My husband’s parents took him to church regularly throughout his childhood. Mine did not. I did however, go through a stage in my life where I was very interested in the Bible and religion. I wanted to explore my options, so to say. I really wanted it to click within me. It did not. Maybe it’s the scientific side of my personality (which is very strong), or the lack of exposure as a child. I have no answer as to why it never felt right to me. Just as I have no answer as to why it is right for others. Yet I very much respect other’s right to believe what they wish.
I have always felt certain ways about how we, as people, should behave in the world. How we should take time to smell the flowers, be kind to others, appreciate your loved ones every day, live from moment to moment. Now, as I approach 40, my husband and I simultaneously- without really realizing it- stumbled onto Buddhism. We have always known its principles, history, belief system, etc- yet somehow, for some reason, it is very much staring us in the face. Tapping us on the shoulder. We aren’t hanging prayer flags, building an alter, or going to a buddhist temple, but the teachings are really becoming meaningful to us. Us as a family.
So in some random way- or maybe not so random- this path placed itself in front of us! I am excited about this as a parent. Whether you’re Buddhist or not- there are some wonderful teachings that all children can benefit from. Here is an example:
Mindfulness. There are a variety of descriptions, but to simplify it is living moment to moment. Focusing on breathing, allowing thoughts to flow freely without judgement, keeping your body calm. Paying attention to literally each moment. Noticing your surroundings. This is commonly associated with yoga and Buddhist meditation, yet it is a great skill to teach children. Very calming, and assists with accountability and thinking before doing concepts. And personally, I think yoga and meditation are a wonderful option for children as well- again- regardless of your denomination.
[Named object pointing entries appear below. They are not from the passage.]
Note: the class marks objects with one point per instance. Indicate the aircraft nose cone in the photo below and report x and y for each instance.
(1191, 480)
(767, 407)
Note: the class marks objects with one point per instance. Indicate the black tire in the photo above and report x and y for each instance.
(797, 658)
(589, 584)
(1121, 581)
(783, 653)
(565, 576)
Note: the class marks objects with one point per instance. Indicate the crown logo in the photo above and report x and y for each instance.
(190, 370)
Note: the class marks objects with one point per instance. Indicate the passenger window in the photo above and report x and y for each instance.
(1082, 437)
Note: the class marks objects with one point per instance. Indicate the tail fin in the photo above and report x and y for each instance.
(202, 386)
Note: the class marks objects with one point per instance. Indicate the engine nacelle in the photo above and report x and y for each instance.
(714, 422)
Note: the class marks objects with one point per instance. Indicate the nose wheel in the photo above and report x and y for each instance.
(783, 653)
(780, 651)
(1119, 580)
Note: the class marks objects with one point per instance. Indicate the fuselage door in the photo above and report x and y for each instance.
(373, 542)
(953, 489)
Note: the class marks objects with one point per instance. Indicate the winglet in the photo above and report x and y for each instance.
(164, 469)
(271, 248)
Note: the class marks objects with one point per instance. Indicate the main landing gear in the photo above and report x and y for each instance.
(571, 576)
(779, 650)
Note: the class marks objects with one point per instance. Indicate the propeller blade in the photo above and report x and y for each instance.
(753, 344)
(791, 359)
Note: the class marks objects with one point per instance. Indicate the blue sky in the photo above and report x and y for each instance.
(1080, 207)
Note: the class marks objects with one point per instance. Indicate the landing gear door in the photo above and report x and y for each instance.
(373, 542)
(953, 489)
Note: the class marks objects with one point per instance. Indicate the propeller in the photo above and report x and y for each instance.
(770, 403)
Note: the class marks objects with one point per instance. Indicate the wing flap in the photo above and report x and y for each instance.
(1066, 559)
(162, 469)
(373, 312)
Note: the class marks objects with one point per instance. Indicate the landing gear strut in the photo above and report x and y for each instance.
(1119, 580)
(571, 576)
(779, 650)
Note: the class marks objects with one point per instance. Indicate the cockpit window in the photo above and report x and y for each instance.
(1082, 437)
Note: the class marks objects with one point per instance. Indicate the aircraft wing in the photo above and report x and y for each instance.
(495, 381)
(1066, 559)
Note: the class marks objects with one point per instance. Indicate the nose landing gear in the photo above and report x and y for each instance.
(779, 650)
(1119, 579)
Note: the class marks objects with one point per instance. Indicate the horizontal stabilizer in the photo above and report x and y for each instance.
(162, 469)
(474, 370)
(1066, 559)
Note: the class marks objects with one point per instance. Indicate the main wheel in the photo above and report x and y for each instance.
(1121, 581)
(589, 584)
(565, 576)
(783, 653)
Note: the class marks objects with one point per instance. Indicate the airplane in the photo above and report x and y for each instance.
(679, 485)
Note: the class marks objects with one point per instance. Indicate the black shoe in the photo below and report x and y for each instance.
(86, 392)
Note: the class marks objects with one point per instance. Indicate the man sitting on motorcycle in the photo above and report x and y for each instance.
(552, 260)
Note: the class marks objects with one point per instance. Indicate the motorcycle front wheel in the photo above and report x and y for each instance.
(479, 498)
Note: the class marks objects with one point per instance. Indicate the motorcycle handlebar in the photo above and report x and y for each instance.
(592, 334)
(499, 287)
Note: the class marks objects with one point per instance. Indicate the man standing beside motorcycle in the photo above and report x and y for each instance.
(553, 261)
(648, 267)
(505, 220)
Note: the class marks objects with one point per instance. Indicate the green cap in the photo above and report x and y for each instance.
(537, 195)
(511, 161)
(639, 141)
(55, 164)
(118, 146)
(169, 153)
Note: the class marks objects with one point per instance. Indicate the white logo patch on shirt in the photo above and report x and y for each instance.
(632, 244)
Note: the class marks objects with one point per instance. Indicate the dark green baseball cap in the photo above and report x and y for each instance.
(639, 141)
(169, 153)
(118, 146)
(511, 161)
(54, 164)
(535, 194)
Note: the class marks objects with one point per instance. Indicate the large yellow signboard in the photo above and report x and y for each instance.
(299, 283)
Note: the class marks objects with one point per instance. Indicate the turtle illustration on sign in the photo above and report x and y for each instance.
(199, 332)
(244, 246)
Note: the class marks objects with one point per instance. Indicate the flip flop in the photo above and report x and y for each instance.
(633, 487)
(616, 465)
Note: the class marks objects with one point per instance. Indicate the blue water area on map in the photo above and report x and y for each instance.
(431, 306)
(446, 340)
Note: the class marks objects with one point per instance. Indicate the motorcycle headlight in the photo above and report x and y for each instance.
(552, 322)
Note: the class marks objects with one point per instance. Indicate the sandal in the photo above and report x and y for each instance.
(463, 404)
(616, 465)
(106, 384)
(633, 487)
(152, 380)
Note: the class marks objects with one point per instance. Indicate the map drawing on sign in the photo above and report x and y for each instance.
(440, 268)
Making good choices. Cause and effect. Karma. Whatever you’d like to call it, the simple and truthful concept that the choices you make lead to your actions, which inevitably can and will effect someone. What effect do you want to cause in the world?
Love and Compassion. Be kind. I have found, in sometimes the most unexpected moments, when I have extended kindness to someone, and they were in such need of that extension of love. A scowled, grumpy, pain filled face turned into an outpouring of appreciation or love in return. You never know what someone may be going through- even the road rager. You just cannot judge.
There is a wonderful book, regardless of your religious preference, it is such a beautiful book!
“Buddha At Bedtime: Tales of Love and Wisdom for you to Read With Your Child At Bedtime to Enchant, Enlighten, and Inspire” By Dharmachari Nagaraja.